Globalizacja poruszona na początku artykułu dała początek zrozumieniu tolerancji społecznej jako wyjątkowo tolerancyjnej postawie wobec przedstawicieli innych narodów i kultur. To nie do końca prawda. Istnieją inne jego rodzaje: polityczna, międzyklasowa, tolerancja płci, tolerancja w stosunku do mniejszości seksualnych, osób niepełnosprawnych i innych kategorii społecznych. Interesujące jest to, że w tych obszarach w społeczeństwach Zachodu ma miejsce całkiem udana formacja tolerancji. Jednak nie można tego powiedzieć Kraje WNP, Rosja, a zwłaszcza kraje muzułmańskie. Innymi słowy, w świecie, który nie w pełni przyjął wartości demokratyczne.
Czym jest tolerancja w aspekcie narodowym?

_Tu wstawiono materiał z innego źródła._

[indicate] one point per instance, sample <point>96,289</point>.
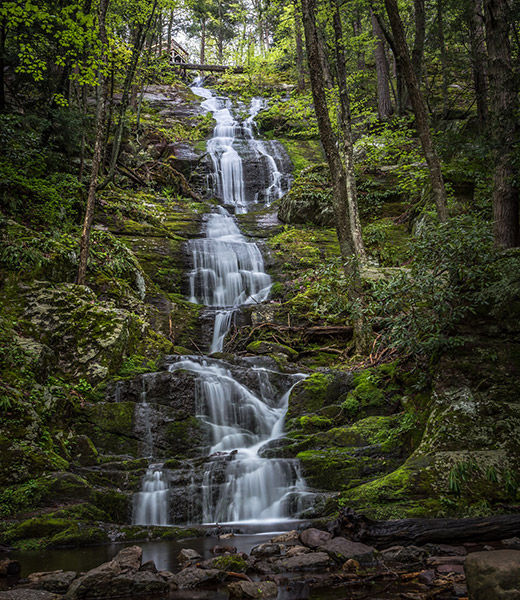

Jest to niewątpliwie najbardziej ekscytująca forma tolerancji we wszystkich współczesnych społeczeństwach zachodnich (w tym w krajach postsowieckich). Fakt, że polityka wielokulturowości zawiodła, a masy migrantów nie przyłączyły się do społeczeństw europejskich, mówi wielu polityków Starego Świata. Należy jednak zauważyć, że ruchy nacjonalistyczne często są świadomie lub nieświadomie, ale zniekształcają koncepcja tolerancji, przedstawiająca ją nie jako życzliwość i gotowość do spokojnego postrzegania czegoś nowego. Mówiąc o tolerancji, narażają ją na ślepe i nieskomplikowane posłuszeństwo wobec niekorzystnych tendencji związanych z migracją - przestępczością, terroryzmem i tak dalej. W rzeczywistości tolerancja dla innych (prawnych) tradycji kulturowych lub cech biologicznych nie oznacza automatycznie tolerancji dla niesprawiedliwych lub po prostu nieodpowiednich aktów migrantów - agresywnej propagandy religii, narodowych grup gangsterskich, tylko demonstracyjnych, buńczucznych zachowań i tak dalej. Oczywiście nie można mówić o tolerancji dla takich elementów. Ważnym kontrargumentem w tym przypadku są bowiem badania naukowców zajmujących się problemami współczesnego nacjonalizmu i narodów. Anthony Smith, Benedict Anderson, Eric Hobsbaum, Ernest Gellner mają sprzeczności w swoich poglądach, ale dla nich wszystkich naród jest sztucznie tworzoną kategorią przez samych ludzi. A to oznacza, że problem jest bardziej prawdopodobny, że społeczeństwa, które reprezentują migranci, przeszły krótszą drogę rozwoju społecznego i starają się zapewnić sobie pozycję tak, jak robili to Europejczycy sto lat temu. Ponadto wielu migrantów boryka się z problemami społecznymi, które dodatkowo powodują gorycz. Wyjście nie jest izolacją, zwłaszcza że nie jest realne we współczesnym świecie, ale pociąga te społeczeństwa do procesów demokratycznego rozwoju, edukacji i wzrost gospodarczy. To dzięki rozwiązaniu problemów społecznych, a także wzrostowi wykształcenia i demokratycznej tolerancji samych społeczeństw, można rozwiązać problemy międzyetniczne naszych czasów.